Tout simplement parce que mes enseignants n’y ont jamais vu de difficulté. Tout comme eux, nous disions et disons toujours : je vais à la pharmacie; je vais chez Pierre, chez moi, chez le dentiste. On utilisait et on utilise spontanément chez devant un nom de personne (nom propre, pronom ou appellation) et à devant un nom de lieu.

Il faut savoir qu’autrefois on disait couramment Je vais au dentiste, mais cette tournure est sortie de l’usage – certains préfèrent dire : condamnée par l’usage, sans doute pour que nous culpabilisions davantage!

Que faire alors si le complément est un nom d’entreprise?

De toute évidence, les dictionnaires de langue ou de difficultés ne se sont jamais intéressés à d’autres complément de chez qu’aux noms de personne et de lieu. Quand est arrivé le nom d’entreprise, le locuteur francophone s’est trouvé devant un vide. Et le français a horreur du vide, surtout syntaxique! Il fallait donc trouver une solution qui ne brusque pas trop nos habitudes langagières. C’est sans doute ce qui explique la distinction faite par la BDL : si le nom de l’entreprise est un patronyme, on utilisera chez; dans les autres cas, on utilisera à. Ouf! L’honneur est sauf.

Ce n’était d’ailleurs pas la première fois que l’emploi de chez posait problème. Du temps de Littré, cette préposition ne prenait pour complément que des noms de personnes ou d’êtres personnifiés (dans les fables). Mais quand sont arrivés les noms d’animaux (chez le chien, la dermatite…; chez  l’oiseau…), il a bien fallu corriger le tir. On a jugé qu’il serait plus exact de dire : noms d’êtres animés, plutôt que noms de personnes. Et le problème était réglé.

Et si l’on ne sait pas que le complément de chez est un patronyme?

C’est là qu’on constate que la règle, pourtant fort simple, n’est pas pour autant facile d’application. J’aimerais attirer votre attention sur quelques cas, disons intéressants.

Dois-je dire : Acheter au Hyundai Gatineau ou chez Hyundai Gatineau? Acheter au Honda Charlesbourg ou chez Honda Charlesbourg? Euh… il me faudrait savoir ce que désignent Hyundai et Honda. La règle voudrait que je dise : acheter au Hyundai Gatineau, parce que Hyunday est un mot coréen, qui signifie  « modernité ». Par contre, il me faudra dire : Acheter chez Honda Charlesbourg. Peut-être ne le saviez-vous pas, mais Honda est le nom du fondateur de l’entreprise. Et que faire si l’entreprise s’appelle Trois-Rivières Honda? Changer le chez pour à, parce que Trois-Rivières n’est pas un patronyme? N’avez-vous pas l’impression que ça commence à friser le ridicule? Ces exemples illustrent à quel point les mots  étrangers posent problème. Le locuteur emploiera, selon l’inspiration du moment, l’une ou l’autre préposition et, par conséquent, sera fautif une fois sur deux!

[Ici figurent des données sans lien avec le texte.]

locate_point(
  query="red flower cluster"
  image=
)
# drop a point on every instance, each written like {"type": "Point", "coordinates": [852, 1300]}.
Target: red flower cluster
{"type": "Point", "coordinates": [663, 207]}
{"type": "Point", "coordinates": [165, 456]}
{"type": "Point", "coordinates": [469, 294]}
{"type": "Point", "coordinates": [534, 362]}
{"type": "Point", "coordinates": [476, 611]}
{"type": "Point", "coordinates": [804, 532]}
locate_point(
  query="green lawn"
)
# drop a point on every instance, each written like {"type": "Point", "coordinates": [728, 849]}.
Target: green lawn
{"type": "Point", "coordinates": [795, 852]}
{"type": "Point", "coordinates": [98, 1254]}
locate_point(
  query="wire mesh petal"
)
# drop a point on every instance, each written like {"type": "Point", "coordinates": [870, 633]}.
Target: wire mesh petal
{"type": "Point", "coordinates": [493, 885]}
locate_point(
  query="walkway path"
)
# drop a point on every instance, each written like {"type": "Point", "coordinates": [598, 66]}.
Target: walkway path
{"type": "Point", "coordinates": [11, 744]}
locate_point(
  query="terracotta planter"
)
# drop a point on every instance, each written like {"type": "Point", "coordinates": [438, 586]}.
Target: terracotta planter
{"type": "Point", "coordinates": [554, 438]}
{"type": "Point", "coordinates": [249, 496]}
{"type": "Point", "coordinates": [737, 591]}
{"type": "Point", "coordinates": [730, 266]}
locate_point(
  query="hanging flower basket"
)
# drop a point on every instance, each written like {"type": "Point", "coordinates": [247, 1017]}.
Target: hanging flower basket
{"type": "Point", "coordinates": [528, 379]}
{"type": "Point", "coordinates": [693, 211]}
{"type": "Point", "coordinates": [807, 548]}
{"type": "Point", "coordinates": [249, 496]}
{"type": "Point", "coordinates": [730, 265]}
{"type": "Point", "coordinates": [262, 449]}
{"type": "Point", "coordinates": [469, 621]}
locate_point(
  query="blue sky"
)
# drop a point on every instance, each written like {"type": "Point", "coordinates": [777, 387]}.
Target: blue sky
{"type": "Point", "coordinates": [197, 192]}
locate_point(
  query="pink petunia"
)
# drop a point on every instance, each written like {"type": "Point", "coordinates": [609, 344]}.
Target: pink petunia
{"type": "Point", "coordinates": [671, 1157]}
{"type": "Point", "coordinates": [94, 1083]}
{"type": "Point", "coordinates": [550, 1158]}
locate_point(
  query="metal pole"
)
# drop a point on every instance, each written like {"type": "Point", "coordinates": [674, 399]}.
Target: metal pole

Autre cas intéressant : Dois-je dire : au Wal-Mart ou chez Wal-Mart? Celui qui voudrait qu’on utilise à parce que Wal-Mart n’est pas un patronyme est, à mes yeux, un peu « vite sur la gachette ». Sait-il seulement que Wal-Mart vient du nom de son fondateur, Sam Walton?  Ce nom d’entreprise est donc à moitié patronymique…  Comme les mots hybrides n’ont pas été envisagés dans la règle, que faire alors? Est-ce le Wal– qui devrait l’emporter sur le –Mart ou l’inverse? Euh…

Devrais-je dire : Aller au IKEA ou chez IKEA? Pour répondre correctement, il me faut savoir ce que représente IKEA. Est-ce un patronyme, un nom de lieu, un acronyme ou un nom hybride, comme Wall-Mart? Bien malin qui pourrait répondre sans avoir au préalable fait une petite recherche. Et le cas de IKEA n’est pas unique. Faut-il dire : Acheter au FIAT de la Capitale (rue Marais, Québec) ou chez FIAT de la Capitale? Que représente FIAT? Si vous ne le savez pas, vous risquez de faire une faute! Et si c’était un sigle…

Pourquoi peut-on utiliser indifféremment chez ou à devant un sigle (1)?

La BDL, dans un tel cas, justifie sa tolérance à l’emploi des deux prépositions en se réclamant de l’USAGE « flottant ». Que veut-elle dire par là? Que l’on rencontre à quand il faudrait utiliser chez, et inversement? Autrement dit, l’usager aurait toujours raison! Pourquoi alors dicter une façon de faire dans les autres cas? Invoquer l’usage, surtout « flottant », c’est une façon de décider sans rien décider. Voici quelques questions que suscite ce traitement de faveur accordé au sigle, questions qui demeurent sans réponse :

  • L’usage de combien de personnes?
  • À partir de quel moment un mot peut-il être dit d’usage « courant », « flottant »…?
  • Y a-t-il des données statistiques qui l’attestent (enquête, sondage…)?
  • Aurait-on simplement fait confiance à son pifomètre, comme le fait l’équipe du Dictionnaire Robert?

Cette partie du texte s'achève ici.